Homeland Security Watch

News and analysis of critical issues in homeland security

April 28, 2009

Swine flu: legal and policy framework

Filed under: General Homeland Security — by Philip J. Palin on April 28, 2009

There have been 40 confirmed diagnoses of H1N1 virus in the United States. The CDC is updating this number and providing additional information at: http://www.cdc.gov/swineflu/index.htm (The CDC has indicated an official update will be forthcoming at 1:00 pm eastern.  Numbers will increase and various numbers will be reported.  For consistency I will stick with the CDC official count as shown on their webpage.)

The Acting Secretary of Health and Human Services has taken statutory action as follows:

As a consequence of confirmed cases of Swine Influenza A (swH1N1) in California, Texas, Kansas, and New York, on this date and after consultation with public health officials as necessary, I, Charles E. Johnson, Acting Secretary of the U.S. Department of Health and Human Services, pursuant to the authority vested in me under section 319 of the Public Health Service Act, 42 U.S.C. § 247d, do hereby determine that a public health emergency exists nationwide involving Swine Influenza A that affects or has significant potential to affect national security. (April 26,2009)
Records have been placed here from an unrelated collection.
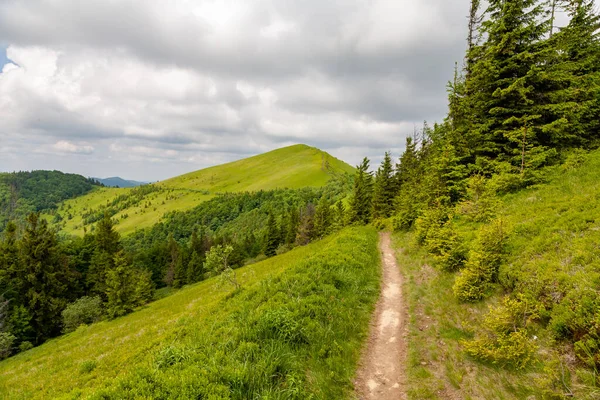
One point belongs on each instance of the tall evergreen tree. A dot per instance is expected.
(292, 228)
(339, 216)
(384, 189)
(120, 288)
(107, 243)
(569, 86)
(43, 278)
(323, 219)
(503, 80)
(173, 249)
(360, 204)
(195, 268)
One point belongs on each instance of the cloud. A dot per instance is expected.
(185, 84)
(67, 147)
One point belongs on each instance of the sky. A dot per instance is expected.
(149, 89)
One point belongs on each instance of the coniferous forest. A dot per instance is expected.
(498, 202)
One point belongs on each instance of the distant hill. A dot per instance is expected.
(119, 182)
(305, 310)
(141, 207)
(32, 191)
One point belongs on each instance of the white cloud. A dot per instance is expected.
(64, 146)
(184, 84)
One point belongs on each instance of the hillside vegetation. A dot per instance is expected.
(551, 269)
(24, 192)
(290, 167)
(293, 331)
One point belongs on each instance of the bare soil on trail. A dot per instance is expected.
(381, 374)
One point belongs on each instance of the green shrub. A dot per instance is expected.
(504, 339)
(87, 366)
(446, 246)
(85, 310)
(430, 220)
(470, 285)
(481, 202)
(24, 346)
(481, 269)
(577, 317)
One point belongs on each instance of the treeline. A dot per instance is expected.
(527, 99)
(22, 193)
(47, 285)
(50, 284)
(255, 225)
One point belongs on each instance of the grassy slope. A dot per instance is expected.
(292, 167)
(295, 330)
(555, 231)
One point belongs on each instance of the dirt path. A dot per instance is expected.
(381, 374)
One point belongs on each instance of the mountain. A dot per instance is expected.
(33, 191)
(118, 182)
(135, 208)
(294, 330)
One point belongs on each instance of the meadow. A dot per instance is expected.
(293, 331)
(551, 259)
(289, 167)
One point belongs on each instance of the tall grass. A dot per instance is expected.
(294, 331)
(551, 263)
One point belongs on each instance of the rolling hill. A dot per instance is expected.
(116, 181)
(135, 208)
(293, 331)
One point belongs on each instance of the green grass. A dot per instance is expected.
(294, 331)
(290, 167)
(552, 248)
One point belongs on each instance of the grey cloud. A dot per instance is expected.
(349, 76)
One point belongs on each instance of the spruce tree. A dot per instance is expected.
(384, 189)
(360, 204)
(569, 88)
(43, 277)
(292, 228)
(180, 275)
(339, 217)
(173, 257)
(107, 243)
(503, 80)
(195, 268)
(306, 227)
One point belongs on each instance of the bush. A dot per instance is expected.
(577, 317)
(504, 339)
(481, 269)
(481, 203)
(446, 246)
(85, 310)
(24, 346)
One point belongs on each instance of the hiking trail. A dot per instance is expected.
(381, 374)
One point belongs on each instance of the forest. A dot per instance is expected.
(523, 113)
(22, 193)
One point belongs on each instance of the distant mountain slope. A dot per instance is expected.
(135, 208)
(118, 182)
(299, 322)
(31, 191)
(292, 167)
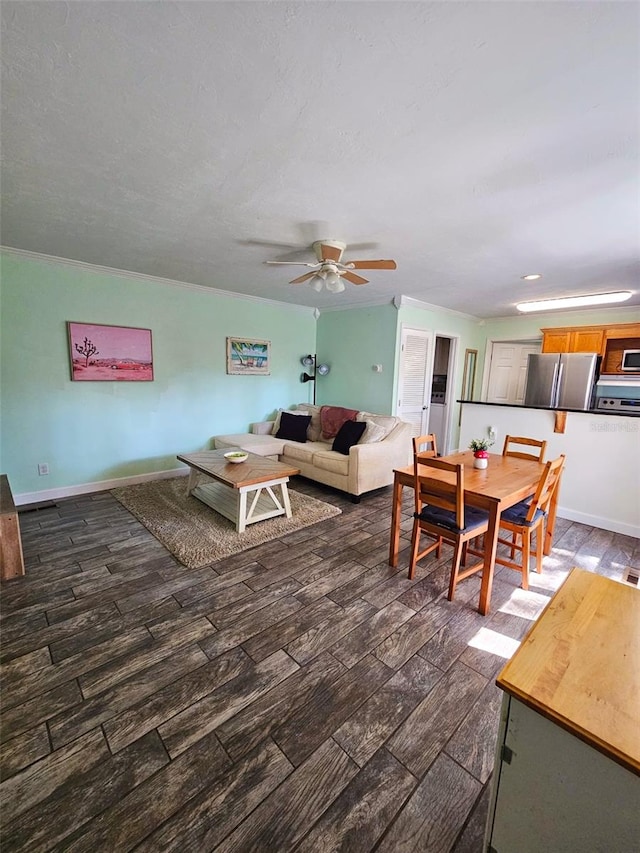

In Mexico the suspected death-toll from swine flu has increased to at least 149. The government has closed all schools — pre-school to post-graduate — nationwide.  (See San Francisco Chronicle for more.)  (Again, numbers will increase, reports will vary.)

The World Health Organization has increased its alert level to Phase 4 in a six step pandemic warning system.  Phase 4 is meant to communicate that, “verified human-to-human transmission of an animal or human-animal influenza reassortant virus able to cause community-level outbreaks. The ability to cause sustained disease outbreaks in a community marks a significant upwards shift in the risk for a pandemic… Phase 4 indicates a significant increase in risk of a pandemic but does not necessarily mean that a pandemic is a forgone conclusion.” (The alert level link above provides helpful detail.)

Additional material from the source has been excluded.